Certainly, a prevalent theme from my side of the desk over the past several months has been canine health and wellness. This is something inherent in CKC’s purpose, mission and strategic plans - and the discussions, commitment and actions on the subject lately have been very encouraging.
At the Annual General Meeting (AGM) in Winnipeg this past June, there was opportunity to exchange information and ideas, recognize long standing members of merit and generally celebrate the purebred dog fancy. David Trus of Agriculture and Agri-Food Canada attended the meetings to address the Board and Membership at the AGM. He brought background on the Animal Pedigree Act (APA) including CKC’s role as Canada’s largest purebred dog registry and the opportunities within. Some of the concepts challenged long-standing ideologies around the APA and breeding. While at times this was met with opposition, it has CKC considering its role and direction on the subject.
At the same time, Board member Dr. Paul Eckford attended the 4th International Dog Health Workshop along with representative from Kennel Clubs around the world, the science community and other interested parties. Dr. Eckford returned excited by the material and insights he brought back. It will inform plans for breed improvement and preservation such as those underway with the CKC Genetics and Medical Committee.
Recently, Board Chair, Joan Bennett and I had the privilege of attending the 2nd International Congress of Kennel Clubs hosted by the Swedish Kennel Club. Here we took the baton from the Dog Health Workshop to consider the concepts and recommendations put forth. This was done under a commitment to collaborate on like-minded goals. Examples include considering standard approaches to the use of DNA in breed registries.
Closer to home and our day-to-day practices, we are closely and carefully monitoring the information surfacing around the dog food options and their possible influence on disease.

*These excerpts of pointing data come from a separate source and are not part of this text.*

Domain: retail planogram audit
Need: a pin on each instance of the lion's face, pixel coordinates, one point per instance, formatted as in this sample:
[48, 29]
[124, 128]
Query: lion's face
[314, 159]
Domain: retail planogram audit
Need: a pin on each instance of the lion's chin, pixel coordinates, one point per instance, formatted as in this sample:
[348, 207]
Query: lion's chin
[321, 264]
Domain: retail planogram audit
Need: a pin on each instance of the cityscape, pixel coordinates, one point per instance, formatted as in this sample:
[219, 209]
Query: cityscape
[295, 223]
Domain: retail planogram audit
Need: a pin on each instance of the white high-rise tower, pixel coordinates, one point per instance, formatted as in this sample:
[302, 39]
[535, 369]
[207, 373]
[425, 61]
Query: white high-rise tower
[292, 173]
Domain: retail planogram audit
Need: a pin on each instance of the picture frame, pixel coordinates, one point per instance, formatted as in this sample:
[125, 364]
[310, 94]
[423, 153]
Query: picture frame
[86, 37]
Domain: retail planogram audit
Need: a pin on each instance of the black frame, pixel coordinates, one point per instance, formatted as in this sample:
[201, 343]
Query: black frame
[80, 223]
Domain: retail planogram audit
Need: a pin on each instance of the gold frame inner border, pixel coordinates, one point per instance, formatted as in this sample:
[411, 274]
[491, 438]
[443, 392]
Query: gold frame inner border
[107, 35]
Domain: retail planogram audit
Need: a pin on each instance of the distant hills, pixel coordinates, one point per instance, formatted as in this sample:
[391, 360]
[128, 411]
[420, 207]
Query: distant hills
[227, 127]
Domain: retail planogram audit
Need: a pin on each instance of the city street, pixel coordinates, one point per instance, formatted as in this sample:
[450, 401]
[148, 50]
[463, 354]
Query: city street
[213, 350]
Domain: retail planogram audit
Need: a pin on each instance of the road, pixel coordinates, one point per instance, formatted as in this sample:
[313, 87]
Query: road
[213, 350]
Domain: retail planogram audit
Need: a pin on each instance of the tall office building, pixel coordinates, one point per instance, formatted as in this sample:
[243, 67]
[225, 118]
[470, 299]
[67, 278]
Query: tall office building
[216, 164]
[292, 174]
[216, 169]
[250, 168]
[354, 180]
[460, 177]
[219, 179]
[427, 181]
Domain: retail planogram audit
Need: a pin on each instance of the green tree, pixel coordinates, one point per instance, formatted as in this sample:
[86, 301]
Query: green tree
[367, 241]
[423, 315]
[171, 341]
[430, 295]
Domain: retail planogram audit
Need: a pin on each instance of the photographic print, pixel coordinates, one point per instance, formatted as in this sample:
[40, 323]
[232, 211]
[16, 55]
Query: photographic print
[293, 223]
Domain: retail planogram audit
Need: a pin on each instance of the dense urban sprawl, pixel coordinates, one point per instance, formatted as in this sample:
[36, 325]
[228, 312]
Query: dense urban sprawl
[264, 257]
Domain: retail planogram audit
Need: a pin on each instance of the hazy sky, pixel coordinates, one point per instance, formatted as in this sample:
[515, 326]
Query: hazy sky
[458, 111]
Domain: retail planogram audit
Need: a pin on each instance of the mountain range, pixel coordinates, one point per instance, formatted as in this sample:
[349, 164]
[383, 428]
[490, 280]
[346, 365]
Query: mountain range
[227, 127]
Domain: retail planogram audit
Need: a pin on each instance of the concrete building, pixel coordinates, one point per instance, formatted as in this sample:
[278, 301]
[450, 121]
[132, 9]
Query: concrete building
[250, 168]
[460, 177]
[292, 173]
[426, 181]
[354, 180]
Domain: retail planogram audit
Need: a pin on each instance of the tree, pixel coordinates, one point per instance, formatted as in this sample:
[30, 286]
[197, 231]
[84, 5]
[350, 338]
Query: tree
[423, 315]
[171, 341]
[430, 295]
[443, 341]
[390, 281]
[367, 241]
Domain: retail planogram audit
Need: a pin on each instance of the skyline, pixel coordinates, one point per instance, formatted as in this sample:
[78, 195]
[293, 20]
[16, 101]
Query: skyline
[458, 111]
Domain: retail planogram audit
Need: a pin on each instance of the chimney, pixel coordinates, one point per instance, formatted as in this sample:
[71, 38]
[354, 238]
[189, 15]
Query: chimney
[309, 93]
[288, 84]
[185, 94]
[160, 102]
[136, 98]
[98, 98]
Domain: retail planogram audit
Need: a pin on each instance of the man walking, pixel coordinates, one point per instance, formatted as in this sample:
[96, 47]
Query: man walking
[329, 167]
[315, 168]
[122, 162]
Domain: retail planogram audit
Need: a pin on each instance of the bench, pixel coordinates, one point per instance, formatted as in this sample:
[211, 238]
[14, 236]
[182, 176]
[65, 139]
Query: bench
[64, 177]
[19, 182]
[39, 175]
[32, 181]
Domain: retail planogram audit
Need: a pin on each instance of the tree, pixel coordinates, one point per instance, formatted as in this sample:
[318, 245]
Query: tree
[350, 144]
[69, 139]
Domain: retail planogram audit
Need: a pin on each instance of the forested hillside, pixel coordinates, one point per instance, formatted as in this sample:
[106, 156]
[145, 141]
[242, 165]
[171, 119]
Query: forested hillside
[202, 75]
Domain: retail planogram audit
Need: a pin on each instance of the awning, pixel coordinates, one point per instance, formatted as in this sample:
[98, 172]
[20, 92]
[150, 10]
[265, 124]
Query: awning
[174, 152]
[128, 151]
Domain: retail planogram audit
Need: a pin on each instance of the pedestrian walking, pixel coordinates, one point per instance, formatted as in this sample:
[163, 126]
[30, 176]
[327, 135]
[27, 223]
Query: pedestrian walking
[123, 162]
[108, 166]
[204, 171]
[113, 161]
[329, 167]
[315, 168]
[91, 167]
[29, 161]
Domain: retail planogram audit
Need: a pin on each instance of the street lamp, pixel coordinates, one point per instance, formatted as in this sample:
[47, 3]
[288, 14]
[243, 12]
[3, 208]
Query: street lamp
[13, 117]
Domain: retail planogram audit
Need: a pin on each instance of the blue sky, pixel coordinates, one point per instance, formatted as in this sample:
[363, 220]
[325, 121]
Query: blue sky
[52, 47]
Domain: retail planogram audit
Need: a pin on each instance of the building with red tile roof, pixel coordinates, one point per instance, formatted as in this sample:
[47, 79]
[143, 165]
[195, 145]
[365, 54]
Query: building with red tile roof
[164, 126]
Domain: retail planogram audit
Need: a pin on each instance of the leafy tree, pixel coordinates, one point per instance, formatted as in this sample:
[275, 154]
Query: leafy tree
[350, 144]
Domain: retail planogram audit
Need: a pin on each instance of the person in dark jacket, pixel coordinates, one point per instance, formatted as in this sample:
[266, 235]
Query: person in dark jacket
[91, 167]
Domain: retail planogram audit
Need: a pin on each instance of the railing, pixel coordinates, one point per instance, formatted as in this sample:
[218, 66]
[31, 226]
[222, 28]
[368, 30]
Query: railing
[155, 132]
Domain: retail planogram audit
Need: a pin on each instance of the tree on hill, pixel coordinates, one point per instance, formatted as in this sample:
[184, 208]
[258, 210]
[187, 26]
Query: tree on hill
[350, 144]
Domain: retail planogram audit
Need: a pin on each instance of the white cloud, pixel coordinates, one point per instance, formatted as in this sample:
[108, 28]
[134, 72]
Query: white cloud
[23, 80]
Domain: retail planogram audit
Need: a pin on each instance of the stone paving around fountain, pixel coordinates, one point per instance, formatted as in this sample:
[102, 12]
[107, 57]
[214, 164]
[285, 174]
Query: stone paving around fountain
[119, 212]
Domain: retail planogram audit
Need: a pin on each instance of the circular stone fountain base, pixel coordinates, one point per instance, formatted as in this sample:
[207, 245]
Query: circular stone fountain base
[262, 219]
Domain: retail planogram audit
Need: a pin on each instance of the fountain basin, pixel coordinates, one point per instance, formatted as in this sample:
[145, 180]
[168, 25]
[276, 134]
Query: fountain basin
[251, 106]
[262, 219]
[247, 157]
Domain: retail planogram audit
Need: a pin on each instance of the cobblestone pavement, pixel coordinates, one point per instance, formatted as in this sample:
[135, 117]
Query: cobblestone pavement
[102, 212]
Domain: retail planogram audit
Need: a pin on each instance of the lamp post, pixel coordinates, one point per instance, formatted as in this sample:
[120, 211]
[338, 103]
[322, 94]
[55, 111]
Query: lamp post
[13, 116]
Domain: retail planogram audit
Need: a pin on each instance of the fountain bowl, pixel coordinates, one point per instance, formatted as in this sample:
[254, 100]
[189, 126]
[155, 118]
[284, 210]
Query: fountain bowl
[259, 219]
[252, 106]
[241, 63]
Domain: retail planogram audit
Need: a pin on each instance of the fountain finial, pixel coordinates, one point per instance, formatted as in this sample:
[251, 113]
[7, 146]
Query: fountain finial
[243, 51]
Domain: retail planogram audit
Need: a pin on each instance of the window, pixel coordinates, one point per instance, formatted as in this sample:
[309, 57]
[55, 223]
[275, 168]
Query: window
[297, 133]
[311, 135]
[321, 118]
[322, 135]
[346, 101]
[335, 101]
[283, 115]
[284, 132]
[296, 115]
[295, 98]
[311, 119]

Combined, these inputs on canine health and welfare create a very broad and complex environment to maneuver in. We recognize that CKC breeders and breed clubs will be a critical source of input, experience, and direction as our strategies evolve.
So it is timely that the CKC Board of Directors is embarking on a new Strategic Plan for the Club. Ideally and eventually this will include support for practical and consistent approaches to breed-specific health plans and meaningful DNA policies, as well as more proactive sharing of information and best practices that breeders across Canada can take advantage of.